No one wants to think about the end of a relationship while the wedding bells are still ringing, but unfortunately, money is still the most commonly cited cause of divorce in the United States.
Here are three reasons why combining finances after you get married might help you build a stronger marriage… though of course, not combining finances certainly doesn’t mean your relationship is doomed :-).
1. Combined Finances Makes Money a Team Effort
When you share a bank account, there’s no getting around communication. From dining out to paying the utililty bill, to saving for retirement, you have to talk about your habits, goals, and intentions with money to make sure you’re on the same page.
But it goes far deeper than that. Sharing a bank account helps put firm details to the fact that all of your goals are common goals. You fail together, you overdraft together, and if you plan properly, you succeed together! Your finances are no longer a separate challenge or indulgence — they’re a team effort that you both participate in.
2. Matched Finances Equal Matched Priorities
If you and your spouse are on the same page with how you spend and save your money, it means you also have similar priorities in life. On the other hand, if you have greatly different priorities with your money and life in general, it is a good idea for couples to discuss how their finances and priorities will work after they marry.
Even if you don’t have matched priorities, what’s important is to at least understand and acknowledge that fact. That way, if there is some sort of irreconcilable difference in priorities, you have the opportunity to discuss it before the wedding to help a couple tackle the issue straight on and determine whether or not they are capable of functioning as a unit.
3. Remove Financial Barriers to Build Intimacy
No matter what your religious perspective in marriage, in many way marriage is the process of two people becoming one team or unit.
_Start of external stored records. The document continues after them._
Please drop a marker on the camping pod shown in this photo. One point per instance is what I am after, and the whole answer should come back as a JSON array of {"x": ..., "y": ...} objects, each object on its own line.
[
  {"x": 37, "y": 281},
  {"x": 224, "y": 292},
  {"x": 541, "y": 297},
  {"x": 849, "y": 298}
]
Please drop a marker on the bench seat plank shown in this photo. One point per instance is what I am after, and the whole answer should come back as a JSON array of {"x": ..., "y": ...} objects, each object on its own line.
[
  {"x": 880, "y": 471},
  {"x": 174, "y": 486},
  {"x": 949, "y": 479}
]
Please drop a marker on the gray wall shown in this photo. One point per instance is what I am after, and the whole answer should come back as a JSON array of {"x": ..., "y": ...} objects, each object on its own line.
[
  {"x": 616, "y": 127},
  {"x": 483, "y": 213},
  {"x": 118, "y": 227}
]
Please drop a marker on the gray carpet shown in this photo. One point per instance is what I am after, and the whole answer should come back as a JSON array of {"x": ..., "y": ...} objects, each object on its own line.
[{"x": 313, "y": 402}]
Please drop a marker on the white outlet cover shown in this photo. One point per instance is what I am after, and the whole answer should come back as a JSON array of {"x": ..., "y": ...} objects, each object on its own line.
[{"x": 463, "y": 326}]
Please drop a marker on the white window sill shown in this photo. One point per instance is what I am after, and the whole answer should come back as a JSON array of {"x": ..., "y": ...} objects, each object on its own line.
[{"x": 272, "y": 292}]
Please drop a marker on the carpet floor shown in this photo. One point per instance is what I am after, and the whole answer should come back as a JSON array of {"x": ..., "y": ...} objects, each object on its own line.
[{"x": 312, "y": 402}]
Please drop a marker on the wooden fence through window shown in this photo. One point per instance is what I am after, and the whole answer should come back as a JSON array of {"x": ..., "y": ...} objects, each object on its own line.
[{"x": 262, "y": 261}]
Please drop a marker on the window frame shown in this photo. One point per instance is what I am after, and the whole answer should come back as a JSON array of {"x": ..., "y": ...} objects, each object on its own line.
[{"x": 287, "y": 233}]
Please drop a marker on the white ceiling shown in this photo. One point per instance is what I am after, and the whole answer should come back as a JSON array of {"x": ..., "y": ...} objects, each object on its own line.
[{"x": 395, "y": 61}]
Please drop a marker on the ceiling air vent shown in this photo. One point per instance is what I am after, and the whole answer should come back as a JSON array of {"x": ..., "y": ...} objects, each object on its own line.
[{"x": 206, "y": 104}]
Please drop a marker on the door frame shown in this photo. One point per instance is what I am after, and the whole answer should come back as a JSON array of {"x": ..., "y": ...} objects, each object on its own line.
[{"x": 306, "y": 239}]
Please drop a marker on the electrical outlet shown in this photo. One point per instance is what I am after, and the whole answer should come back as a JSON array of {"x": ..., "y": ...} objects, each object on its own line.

Keeping finances separate can make it feel that, even though the couple is together in lots of ways, they are not together in every way. Sharing finances with each other can often help to establish unity in all areas of your life and really approach your challenges as a single unit.
There’s no one right answer, which means that each couple needs to decide whether or not to share finances as a couple. And make it a long conversation! There’s no such thing as talking too much about finances, priorities, and goals before you get married, because every conversation and argument you have before you get married is one less fight you will have after the wedding.
What do you think are the main benefits of sharing finances with a spouse? Do you think the benefits outweigh the perceived loss of independence?